According to the report of the American media NBC, the researchers of the Norwegian University of Science and Technology (NTNU) recorded the brain activity of 36 students in the study. Studies have shown that people can improve their learning ability as well as their memory by writing by hand.

In the study, students were instructed to write words on the screen of the experimental device using a digital pen and type the same words using the keyboard. After various words such as ‘forest’ or ‘hedgehog’ appear on their screen, they have 25 seconds to write and type them multiple times. At this time, a sensor cap is put on the head of the students. This cap was measuring the brain waves of the students. 256 electrodes in the cap are attached to the students’ scalp, recording electrical signals from their brains. Through this, it can be seen how different brain cells of the students are activated and how different parts of the brain communicate with each other.

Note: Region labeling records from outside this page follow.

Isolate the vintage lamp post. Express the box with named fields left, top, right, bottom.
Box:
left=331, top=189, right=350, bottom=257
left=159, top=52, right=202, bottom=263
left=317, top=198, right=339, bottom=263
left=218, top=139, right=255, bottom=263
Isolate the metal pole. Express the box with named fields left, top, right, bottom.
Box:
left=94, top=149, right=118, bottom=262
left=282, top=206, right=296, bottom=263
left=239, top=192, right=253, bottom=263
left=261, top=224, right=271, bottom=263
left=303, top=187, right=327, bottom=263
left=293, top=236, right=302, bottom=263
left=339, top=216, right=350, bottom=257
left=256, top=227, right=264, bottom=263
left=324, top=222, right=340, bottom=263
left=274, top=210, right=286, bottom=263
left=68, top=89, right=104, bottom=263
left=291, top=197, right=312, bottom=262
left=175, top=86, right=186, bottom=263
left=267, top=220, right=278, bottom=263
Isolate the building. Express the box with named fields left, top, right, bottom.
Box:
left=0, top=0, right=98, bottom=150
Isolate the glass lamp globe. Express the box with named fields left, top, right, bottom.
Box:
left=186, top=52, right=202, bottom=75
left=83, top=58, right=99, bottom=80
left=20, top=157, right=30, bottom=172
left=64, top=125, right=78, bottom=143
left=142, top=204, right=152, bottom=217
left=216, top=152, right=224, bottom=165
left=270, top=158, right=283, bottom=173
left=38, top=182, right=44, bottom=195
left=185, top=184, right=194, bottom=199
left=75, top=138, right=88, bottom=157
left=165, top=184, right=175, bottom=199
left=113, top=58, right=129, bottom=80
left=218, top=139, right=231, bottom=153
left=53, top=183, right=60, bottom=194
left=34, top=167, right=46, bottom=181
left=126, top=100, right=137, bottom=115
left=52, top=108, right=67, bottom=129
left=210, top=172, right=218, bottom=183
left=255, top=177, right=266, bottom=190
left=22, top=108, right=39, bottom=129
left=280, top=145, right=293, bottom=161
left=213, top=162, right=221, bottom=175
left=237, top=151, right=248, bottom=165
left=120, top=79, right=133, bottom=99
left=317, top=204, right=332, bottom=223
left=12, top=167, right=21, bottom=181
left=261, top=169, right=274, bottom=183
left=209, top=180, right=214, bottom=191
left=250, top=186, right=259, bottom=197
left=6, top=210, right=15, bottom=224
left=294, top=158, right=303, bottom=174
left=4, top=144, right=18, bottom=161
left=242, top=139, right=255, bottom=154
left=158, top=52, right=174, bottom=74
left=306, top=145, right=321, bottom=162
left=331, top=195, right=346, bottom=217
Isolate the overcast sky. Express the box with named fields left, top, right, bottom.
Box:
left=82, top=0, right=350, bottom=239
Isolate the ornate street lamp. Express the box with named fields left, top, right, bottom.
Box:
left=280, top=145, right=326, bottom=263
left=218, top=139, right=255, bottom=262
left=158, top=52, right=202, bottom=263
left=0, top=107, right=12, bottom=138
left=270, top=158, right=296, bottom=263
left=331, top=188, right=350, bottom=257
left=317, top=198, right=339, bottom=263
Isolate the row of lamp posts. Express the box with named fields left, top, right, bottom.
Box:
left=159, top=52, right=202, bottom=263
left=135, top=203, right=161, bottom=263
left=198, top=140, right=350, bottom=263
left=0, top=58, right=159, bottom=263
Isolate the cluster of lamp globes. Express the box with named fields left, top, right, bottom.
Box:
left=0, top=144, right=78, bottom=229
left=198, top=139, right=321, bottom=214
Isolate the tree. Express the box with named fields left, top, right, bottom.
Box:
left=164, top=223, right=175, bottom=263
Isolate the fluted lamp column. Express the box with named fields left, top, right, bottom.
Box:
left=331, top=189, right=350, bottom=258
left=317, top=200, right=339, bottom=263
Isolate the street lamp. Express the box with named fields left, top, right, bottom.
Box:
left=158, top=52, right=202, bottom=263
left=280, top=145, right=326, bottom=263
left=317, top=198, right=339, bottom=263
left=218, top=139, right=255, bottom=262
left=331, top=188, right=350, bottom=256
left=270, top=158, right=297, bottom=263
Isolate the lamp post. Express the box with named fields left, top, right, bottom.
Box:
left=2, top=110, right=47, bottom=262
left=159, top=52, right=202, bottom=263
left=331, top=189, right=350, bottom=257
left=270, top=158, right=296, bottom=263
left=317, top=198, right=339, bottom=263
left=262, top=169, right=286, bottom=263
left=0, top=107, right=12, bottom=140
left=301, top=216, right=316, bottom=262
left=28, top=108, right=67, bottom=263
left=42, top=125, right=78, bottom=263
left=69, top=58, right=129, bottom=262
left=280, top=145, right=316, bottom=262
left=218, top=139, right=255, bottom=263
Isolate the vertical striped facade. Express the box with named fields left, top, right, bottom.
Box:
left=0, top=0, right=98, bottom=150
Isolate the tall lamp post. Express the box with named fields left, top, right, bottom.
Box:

Audrey van der Meer, co-author of the study and professor of neuropsychology at NTNU, said: ‘Our key finding in the study is that almost the entire brain was active in handwriting. Compared to that, it was very low in typing. Typing requires less communication between the visual and motor cortices of the brain.’

Earlier, another study by Professor Audrey van der Meer on children and young people similarly showed that the human brain is more active when writing by hand than when typing. In 2017, research from Indiana University in the US indicated that there may be a link between the skills of the visual and motor cortices of the brain during handwriting. But there have been mixed results so far on whether taking notes on paper or typing on a laptop can help students better remember, understand, or perform on exams.

Recent studies have shown that when students write by hand, connections between the frontal lobes of the brain and the temporal lobes of the brain, which are related to memory, are made. The report notes that future research may provide more information about what participants remember from handwritten and typed content.